Un saluto frettoloso.


            Forse, in tanti anni, ho soltanto cercato delle varianti, degli argomenti alternativi, delle possibilità differenti, che mi permettessero di non vedere quello che ero veramente, pensa Ernst; e tutto questo almeno fino a quando non ho conosciuto te, che mi hai fatto scoprire, soltanto con uno sguardo, la semplice umanità da cui ero composto.
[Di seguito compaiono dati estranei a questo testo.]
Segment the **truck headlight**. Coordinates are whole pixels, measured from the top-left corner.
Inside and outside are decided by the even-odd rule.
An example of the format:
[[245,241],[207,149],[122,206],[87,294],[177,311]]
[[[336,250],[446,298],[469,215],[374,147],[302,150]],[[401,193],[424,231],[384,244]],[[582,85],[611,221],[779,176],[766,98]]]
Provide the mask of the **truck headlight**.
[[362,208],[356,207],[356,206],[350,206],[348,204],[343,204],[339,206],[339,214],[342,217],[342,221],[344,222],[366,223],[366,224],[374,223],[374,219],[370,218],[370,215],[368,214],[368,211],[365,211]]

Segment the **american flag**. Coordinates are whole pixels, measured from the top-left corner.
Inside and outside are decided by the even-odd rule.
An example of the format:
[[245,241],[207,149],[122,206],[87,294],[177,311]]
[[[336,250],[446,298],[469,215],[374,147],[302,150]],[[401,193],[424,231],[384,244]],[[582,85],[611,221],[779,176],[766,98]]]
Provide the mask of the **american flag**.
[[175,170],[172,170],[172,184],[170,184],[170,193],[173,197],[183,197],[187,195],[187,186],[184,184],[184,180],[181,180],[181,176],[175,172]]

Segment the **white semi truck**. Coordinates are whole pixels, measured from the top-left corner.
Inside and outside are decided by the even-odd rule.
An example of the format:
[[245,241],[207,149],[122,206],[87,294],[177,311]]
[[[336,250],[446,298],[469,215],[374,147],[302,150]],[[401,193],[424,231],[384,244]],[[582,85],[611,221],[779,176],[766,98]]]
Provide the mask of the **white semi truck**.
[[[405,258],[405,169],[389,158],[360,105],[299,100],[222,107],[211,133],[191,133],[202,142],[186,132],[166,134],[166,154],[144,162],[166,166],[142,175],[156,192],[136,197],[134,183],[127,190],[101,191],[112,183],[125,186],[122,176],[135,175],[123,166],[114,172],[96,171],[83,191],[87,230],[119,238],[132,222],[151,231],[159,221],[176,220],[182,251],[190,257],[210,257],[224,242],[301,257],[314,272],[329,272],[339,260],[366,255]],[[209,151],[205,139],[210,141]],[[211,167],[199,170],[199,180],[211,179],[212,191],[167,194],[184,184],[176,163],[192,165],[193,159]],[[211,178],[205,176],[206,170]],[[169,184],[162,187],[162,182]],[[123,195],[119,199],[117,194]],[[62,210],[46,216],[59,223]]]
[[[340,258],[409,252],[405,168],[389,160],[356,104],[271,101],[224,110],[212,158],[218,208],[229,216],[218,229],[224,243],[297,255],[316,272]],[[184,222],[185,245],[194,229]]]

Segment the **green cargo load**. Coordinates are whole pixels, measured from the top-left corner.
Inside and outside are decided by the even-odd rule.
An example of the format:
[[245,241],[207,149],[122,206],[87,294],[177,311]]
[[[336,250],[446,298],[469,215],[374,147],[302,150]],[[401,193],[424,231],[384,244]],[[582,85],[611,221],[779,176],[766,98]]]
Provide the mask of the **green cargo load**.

            Poi lui esce dalla stanza, s’incammina verso la strada che lo attende, non si volta indietro, ciò che aveva da dire lo ha già detto, chiude la porta alle sue spalle ed improvvisamente ha la coscienza di essere da solo, come se questo stato fosse un vantaggio e non un limite. Guarda la campagna che si snoda avanti a sé, respira l’aria fresca che lo accompagnerà, e infine si avvia, senza alcun ripensamento.
            Lei lo osserva con distacco dalla sua finestra: quando lo rivedrà saranno ambedue diversi, non si può far niente per evitare tutto questo; tanto vale cercare di raccogliere tutti quei piccoli elementi positivi che possono quasi per gioco essere rimasti impigliati nella personalità di ognuno, e in questo modo archiviare il vissuto sotto l’egida dell’esperienza, perché nient’altro è possibile pretendere.